Causal Graph Informed Deep Learning

Results of this project are shown in the final report (PDF) below:

About the project:

Causal reasoning has been a cornerstone of predictive modeling in public health for some time [1]. More recently, there has been a growing interest in incorporating causal reasoning ability into multi-modal deep learning models to enhance interpretability and robustness [3]. While demonstrating promise on medical imaging benchmarks, such models have not been employed widely in the public health setting. Many open questions remain, such as how to contextualize data-driven models with domain expertise from physicians and epidemiologists.

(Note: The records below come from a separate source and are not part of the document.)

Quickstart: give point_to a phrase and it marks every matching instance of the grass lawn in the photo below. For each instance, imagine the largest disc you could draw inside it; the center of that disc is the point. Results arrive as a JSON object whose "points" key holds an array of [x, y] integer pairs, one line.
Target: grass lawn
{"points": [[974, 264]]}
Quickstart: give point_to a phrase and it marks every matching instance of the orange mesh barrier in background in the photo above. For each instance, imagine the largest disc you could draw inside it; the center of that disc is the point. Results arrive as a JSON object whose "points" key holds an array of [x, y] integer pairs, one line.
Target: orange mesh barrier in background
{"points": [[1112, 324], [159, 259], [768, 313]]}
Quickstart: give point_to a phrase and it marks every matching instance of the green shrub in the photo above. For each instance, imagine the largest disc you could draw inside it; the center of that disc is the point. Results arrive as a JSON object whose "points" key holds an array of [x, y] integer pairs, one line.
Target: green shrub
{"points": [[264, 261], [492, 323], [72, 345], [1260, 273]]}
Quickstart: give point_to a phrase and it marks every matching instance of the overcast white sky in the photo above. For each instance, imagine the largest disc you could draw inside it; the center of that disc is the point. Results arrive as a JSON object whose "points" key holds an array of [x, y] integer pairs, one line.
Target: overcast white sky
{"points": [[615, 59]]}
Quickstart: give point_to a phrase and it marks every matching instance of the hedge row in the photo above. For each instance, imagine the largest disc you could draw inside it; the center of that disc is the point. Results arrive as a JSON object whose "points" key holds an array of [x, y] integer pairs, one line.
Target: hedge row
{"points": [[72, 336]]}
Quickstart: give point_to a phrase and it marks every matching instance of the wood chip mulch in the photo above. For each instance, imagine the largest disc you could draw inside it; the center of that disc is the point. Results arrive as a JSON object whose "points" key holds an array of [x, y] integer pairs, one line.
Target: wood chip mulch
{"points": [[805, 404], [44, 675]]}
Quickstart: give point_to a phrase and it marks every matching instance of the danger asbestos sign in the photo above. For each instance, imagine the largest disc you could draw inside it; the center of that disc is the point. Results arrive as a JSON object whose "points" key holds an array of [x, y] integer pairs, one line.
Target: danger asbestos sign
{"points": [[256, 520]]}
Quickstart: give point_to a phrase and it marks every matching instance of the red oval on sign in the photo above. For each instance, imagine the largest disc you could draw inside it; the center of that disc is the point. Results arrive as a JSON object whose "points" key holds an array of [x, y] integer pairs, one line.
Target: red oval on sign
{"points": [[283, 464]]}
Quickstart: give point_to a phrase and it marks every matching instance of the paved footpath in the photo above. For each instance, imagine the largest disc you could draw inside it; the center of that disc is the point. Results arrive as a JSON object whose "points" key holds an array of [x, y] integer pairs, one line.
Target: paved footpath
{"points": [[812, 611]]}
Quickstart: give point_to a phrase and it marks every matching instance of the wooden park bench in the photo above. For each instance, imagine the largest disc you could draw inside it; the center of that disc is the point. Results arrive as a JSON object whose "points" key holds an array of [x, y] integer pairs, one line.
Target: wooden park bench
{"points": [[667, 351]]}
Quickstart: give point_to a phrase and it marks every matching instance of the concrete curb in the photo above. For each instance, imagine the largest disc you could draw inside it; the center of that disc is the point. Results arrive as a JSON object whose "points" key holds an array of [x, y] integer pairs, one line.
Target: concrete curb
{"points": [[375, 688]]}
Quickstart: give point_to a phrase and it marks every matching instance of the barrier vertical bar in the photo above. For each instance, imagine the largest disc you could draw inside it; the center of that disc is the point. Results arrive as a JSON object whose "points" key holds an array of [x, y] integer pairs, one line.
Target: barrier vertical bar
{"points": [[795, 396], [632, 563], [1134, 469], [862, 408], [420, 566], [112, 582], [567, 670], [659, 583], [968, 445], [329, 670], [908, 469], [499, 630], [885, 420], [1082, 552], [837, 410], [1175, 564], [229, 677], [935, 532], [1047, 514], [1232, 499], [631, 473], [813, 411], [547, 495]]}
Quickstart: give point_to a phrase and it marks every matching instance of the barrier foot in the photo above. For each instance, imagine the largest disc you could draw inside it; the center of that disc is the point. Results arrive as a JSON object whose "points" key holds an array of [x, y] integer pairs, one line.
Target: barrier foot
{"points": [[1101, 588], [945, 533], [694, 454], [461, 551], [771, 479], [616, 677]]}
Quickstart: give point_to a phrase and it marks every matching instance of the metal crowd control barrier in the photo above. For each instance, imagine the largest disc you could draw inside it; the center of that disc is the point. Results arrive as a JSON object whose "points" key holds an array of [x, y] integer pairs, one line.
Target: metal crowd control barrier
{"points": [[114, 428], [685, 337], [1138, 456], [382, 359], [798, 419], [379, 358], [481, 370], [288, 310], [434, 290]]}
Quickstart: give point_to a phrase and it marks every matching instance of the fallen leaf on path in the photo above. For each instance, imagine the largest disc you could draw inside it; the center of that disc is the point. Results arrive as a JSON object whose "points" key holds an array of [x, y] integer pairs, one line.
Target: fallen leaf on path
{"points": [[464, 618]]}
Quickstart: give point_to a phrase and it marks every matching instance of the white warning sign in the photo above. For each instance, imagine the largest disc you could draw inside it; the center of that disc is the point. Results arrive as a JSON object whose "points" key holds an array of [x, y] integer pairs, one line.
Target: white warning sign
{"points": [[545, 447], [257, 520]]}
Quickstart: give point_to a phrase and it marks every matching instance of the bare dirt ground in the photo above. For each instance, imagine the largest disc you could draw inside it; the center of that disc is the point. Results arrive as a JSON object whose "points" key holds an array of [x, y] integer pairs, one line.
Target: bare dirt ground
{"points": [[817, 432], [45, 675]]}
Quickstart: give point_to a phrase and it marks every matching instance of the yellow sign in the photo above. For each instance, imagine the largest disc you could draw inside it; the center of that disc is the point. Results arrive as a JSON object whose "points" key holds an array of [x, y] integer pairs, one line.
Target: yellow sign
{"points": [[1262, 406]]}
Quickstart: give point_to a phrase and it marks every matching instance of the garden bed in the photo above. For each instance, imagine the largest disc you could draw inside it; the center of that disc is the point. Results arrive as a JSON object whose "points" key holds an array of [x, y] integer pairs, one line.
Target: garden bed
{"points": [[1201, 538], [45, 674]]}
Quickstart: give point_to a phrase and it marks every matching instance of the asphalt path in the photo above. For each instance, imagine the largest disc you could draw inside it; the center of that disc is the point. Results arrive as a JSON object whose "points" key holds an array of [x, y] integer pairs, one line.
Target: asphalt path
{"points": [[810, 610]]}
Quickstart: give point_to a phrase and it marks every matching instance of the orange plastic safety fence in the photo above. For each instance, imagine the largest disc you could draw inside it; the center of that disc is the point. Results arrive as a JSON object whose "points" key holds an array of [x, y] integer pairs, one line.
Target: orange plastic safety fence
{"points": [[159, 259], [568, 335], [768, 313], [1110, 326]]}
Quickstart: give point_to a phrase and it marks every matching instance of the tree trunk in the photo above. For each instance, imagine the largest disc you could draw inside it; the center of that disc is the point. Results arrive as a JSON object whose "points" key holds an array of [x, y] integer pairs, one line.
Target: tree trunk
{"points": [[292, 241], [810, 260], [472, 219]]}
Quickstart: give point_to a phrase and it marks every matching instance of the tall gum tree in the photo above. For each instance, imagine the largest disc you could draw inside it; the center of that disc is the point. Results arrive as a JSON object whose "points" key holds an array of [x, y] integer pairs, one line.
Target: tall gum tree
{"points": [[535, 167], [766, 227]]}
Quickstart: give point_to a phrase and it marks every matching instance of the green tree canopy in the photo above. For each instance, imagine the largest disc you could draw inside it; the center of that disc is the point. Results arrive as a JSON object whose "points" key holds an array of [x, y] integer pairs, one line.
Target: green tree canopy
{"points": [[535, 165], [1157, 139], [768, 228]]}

This project aims to bridge the gap between causal reasoning and deep learning, paving the way for more interpretable, robust, and actionable models for prognosis in public health. By understanding the underlying causal structure, practitioners can simulate alternative scenarios of interventions, ultimately informing more effective treatment strategies for patients with e.g. alzheimers or lung disease [5]. Dynamically incorporating causal priors would enable leveraging the power of data-driven models from complex modalities while maintaining traditional causal interpretability and modeling capabilities.

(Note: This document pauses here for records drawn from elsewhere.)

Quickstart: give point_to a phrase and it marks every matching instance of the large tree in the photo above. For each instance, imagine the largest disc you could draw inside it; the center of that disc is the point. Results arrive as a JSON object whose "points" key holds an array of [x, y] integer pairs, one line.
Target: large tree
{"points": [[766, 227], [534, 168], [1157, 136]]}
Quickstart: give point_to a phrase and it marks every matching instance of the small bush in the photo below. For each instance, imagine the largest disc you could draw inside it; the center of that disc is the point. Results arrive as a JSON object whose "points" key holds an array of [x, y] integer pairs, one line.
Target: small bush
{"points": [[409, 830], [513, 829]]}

Students will work at the intersection of causal reasoning and deep learning to better understand how to incorporate causal priors into learned models dynamically. In collaboration with experts in epidemiology from the UMIT University in Tirol, they will learn how domain experts leverage causal reasoning to shape public health policy. Subsequently, they will investigate how causal priors can be fused with deep learning models for developing flexible and interpretable frameworks that handle covariates from complex modalities such as images or genetic biomarkers [4]. As these topics are of high interest in the scientific community, a subsequent publication at prestigious venues such as MICCAI, IPMI, or MIDL could also be pursued.

Objectives:
1. Learn to construct causal knowledge graphs with our collaborating public health experts from UMIT University in Tirol.
2. Develop an understanding of causal reasoning and its potential to improve interpretability in deep learning models.
3. Investigate methods for integrating causal graphs as priors into deep learning models on simulated synthetic data [4].
4. Evaluate the developed models' interpretability, robustness, and practical applicability on a complex real-world Alzheimer’s dataset [2] or CMX-MIMIC [6], including dynamic counterfactual analysis without re-training.

References:
1. Glass, T. A., Goodman, S. N., Hernán, M. A., & Samet, J. M. (2013). Causal inference in public health. Annual review of public health, 34, 61-75.
2. Zheng, H., Petrella, J. R., Doraiswamy, P. M., Lin, G., & Hao, W. (2022). Data-driven causal model discovery and personalized prediction in Alzheimer’s disease. Npj Digital
Medicine, 5(1).
3. Vlontzos, A., Rueckert, D., & Kainz, B. (2022). A Review of Causality for Learning Algorithms in Medical Image Analysis.
4. Mao, H., Liu, H., Dou, J. X., & Benos, P. V. (2022). Towards Cross-Modal Causal Structure and Representation Learning. In Machine Learning for Health (pp. 120-140).
5. Sanchez, P., Voisey, J. P., Xia, T., Watson, H. I., O’Neil, A. Q., & Tsaftaris, S. A. (2022). Causal machine learning for healthcare and precision medicine. Royal Society Open
Science.

6. Johnson, A., Pollard, T., Mark, R., Berkowitz, S., & Horng, S. (2019). MIMIC-CXR Database (version 2.0.0). PhysioNet. doi.org/10.13026/C2JT1Q.